Born in Salt Lake City, Butler began playing competitive hockey at the age of 5 after moving to Michigan. His father, also named Charles, was a cardiothoracic surgeon, and his mother, Minnesota native Penny, became the first female Mayo Medical School graduate and toured as a member of the Ice Follies. A Russian defector/ice dance coach name Igor watched the couple’s 11-year-old skate one day and surmised the youngster could cut it as a dancer.

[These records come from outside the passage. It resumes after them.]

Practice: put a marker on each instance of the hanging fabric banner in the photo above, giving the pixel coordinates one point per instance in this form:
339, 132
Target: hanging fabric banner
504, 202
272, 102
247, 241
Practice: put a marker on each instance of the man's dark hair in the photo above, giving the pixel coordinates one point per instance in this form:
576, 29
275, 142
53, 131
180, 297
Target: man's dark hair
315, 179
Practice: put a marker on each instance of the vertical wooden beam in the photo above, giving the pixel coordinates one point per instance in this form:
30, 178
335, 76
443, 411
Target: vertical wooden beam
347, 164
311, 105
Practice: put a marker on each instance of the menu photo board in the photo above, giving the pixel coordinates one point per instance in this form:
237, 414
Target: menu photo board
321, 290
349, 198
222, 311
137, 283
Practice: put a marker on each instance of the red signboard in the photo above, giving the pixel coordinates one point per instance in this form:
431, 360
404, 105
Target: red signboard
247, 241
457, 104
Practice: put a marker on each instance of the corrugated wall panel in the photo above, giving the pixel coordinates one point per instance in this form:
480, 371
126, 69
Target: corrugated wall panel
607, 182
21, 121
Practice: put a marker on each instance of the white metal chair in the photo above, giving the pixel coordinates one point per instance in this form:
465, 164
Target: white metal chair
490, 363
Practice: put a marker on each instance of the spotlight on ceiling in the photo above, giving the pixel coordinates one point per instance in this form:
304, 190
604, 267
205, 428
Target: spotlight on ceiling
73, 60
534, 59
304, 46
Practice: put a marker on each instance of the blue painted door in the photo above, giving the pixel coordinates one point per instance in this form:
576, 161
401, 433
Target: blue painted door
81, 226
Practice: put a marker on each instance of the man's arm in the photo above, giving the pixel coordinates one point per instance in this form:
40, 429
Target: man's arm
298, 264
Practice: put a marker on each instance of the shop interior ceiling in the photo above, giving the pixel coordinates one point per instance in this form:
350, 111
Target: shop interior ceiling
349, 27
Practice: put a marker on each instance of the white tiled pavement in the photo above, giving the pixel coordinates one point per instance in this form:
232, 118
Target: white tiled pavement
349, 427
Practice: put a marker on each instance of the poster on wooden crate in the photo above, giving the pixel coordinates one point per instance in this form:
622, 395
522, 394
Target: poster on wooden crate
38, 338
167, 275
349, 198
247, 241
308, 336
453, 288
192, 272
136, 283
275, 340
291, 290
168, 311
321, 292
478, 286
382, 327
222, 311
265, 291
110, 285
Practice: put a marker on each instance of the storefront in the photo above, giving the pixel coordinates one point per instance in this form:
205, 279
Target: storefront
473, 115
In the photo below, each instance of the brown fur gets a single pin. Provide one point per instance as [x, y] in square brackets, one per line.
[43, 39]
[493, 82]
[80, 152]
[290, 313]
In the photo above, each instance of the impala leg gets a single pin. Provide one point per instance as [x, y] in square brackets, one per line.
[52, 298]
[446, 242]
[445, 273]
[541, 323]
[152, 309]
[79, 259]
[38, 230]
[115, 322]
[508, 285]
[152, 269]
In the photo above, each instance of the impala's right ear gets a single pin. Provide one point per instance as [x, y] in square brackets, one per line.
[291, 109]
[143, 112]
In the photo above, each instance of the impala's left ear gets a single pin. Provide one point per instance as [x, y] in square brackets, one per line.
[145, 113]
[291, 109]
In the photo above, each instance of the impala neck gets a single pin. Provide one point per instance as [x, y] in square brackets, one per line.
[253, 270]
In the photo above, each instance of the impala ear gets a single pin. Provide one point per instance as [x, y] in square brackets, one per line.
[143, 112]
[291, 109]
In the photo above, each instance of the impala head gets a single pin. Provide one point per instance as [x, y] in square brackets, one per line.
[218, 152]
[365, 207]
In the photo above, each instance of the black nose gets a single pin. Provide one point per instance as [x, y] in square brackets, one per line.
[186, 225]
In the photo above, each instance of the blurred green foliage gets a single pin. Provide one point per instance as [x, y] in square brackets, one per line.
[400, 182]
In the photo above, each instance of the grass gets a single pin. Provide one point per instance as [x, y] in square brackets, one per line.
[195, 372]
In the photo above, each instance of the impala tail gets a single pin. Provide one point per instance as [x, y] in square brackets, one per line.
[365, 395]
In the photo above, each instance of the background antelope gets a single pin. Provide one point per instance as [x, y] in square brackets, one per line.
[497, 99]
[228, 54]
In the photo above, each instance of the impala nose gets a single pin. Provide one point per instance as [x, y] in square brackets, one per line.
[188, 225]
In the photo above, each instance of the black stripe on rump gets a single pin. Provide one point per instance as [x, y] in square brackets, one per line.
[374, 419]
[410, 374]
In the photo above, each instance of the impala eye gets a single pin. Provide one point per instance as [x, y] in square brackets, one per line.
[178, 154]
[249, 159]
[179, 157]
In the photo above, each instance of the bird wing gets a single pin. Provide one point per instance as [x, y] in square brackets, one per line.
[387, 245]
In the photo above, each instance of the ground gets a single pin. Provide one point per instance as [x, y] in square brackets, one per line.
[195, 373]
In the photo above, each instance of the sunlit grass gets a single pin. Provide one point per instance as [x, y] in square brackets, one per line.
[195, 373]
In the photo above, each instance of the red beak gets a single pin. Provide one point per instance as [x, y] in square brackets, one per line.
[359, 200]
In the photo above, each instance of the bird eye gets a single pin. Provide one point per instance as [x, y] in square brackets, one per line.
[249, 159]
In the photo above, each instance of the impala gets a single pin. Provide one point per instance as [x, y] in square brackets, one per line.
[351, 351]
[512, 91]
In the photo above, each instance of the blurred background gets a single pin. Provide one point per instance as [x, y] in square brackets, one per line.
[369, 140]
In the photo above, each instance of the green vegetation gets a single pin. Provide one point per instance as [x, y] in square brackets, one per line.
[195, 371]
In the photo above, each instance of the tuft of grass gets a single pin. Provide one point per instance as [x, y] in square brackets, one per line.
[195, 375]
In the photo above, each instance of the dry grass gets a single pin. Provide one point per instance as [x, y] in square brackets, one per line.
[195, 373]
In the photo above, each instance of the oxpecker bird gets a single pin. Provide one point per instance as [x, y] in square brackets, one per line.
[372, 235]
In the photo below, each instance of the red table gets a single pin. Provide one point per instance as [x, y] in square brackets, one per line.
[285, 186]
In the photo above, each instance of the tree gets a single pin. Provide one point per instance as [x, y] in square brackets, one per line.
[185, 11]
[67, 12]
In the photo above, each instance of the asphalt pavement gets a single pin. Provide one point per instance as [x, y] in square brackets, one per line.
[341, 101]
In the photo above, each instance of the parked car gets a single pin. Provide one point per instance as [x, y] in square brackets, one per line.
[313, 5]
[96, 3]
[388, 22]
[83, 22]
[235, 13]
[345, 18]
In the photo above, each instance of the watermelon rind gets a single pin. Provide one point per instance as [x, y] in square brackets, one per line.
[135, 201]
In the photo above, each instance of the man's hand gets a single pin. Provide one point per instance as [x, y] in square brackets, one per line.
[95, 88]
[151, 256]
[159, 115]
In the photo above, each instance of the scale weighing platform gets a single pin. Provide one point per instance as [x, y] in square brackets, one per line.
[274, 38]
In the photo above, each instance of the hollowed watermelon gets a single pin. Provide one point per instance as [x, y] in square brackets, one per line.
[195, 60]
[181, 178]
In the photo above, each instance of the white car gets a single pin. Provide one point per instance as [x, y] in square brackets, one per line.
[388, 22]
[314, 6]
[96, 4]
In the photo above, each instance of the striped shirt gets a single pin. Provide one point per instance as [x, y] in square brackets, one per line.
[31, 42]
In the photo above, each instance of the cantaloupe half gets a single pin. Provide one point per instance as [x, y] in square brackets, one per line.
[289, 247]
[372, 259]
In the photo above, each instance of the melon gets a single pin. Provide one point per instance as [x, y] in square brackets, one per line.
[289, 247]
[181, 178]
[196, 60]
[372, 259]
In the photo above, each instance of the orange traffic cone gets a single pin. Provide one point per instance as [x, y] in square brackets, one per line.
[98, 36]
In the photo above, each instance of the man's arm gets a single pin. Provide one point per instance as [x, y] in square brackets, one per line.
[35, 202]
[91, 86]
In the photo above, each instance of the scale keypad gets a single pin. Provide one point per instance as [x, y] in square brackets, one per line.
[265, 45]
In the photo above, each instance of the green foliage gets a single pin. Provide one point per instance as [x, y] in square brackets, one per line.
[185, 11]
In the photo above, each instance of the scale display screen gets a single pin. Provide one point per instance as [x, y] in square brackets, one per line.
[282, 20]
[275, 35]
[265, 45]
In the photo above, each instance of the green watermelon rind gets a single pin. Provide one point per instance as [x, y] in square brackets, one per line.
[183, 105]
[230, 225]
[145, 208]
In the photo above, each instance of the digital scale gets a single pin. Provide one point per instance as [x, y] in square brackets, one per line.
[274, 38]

Good call, Igor. A stick-less, pad-lass Butler later joined Joseph for competitions and festivals all over the world. Butler counted the number of countries in which he laced ’em up and stopped at 26; Butler and Joseph dazzled German audiences five times. The pair won U.S. Junior Championships in 1996 and 1997 and reached the pinnacle—as junior performers—with their gold-medal show at the world championships in 1998. They then silvered at the 1998 U.S. Senior Championships to qualify for spots to represent Team USA’s Olympic squad in Nagano and build snowmen with athletes from other countries in the Olympic Village. Fights broke out, too, but they were fun ones. The ammo: snowballs.
Greats Wayne Gretzky and Tara Lipinski were among Butler/Joseph’s Olympic teammates 26 years ago.
Butler and Joseph, alas, placed 21st, after a skate blade nearly sliced a loosened lace and caused an unfortunate fall.
“I never got nervous before or during a competition,” Butler says. “The mind is more powerful than the body. My mindset on the ice was always, ‘Let’s go out there and have some fun.’ Worrying about where we’d finish never made sense to me. It’s hard to do well when all you’re thinking about is a place in the standings.
“I always smiled when I skated. Spectators and judges saw my joy, couldn’t miss it. I looked like I was having a good time out there because I was.”
Butler would love nothing more than to get the opportunity to beam on an entirely different stage someday. “Maybe 10 years from now I’ll play the electric guitar in a Dad band,” he says.
Maybe? Sorry, Charles. Someday you’re going to sell resplendent rocks by day and rock the house at night.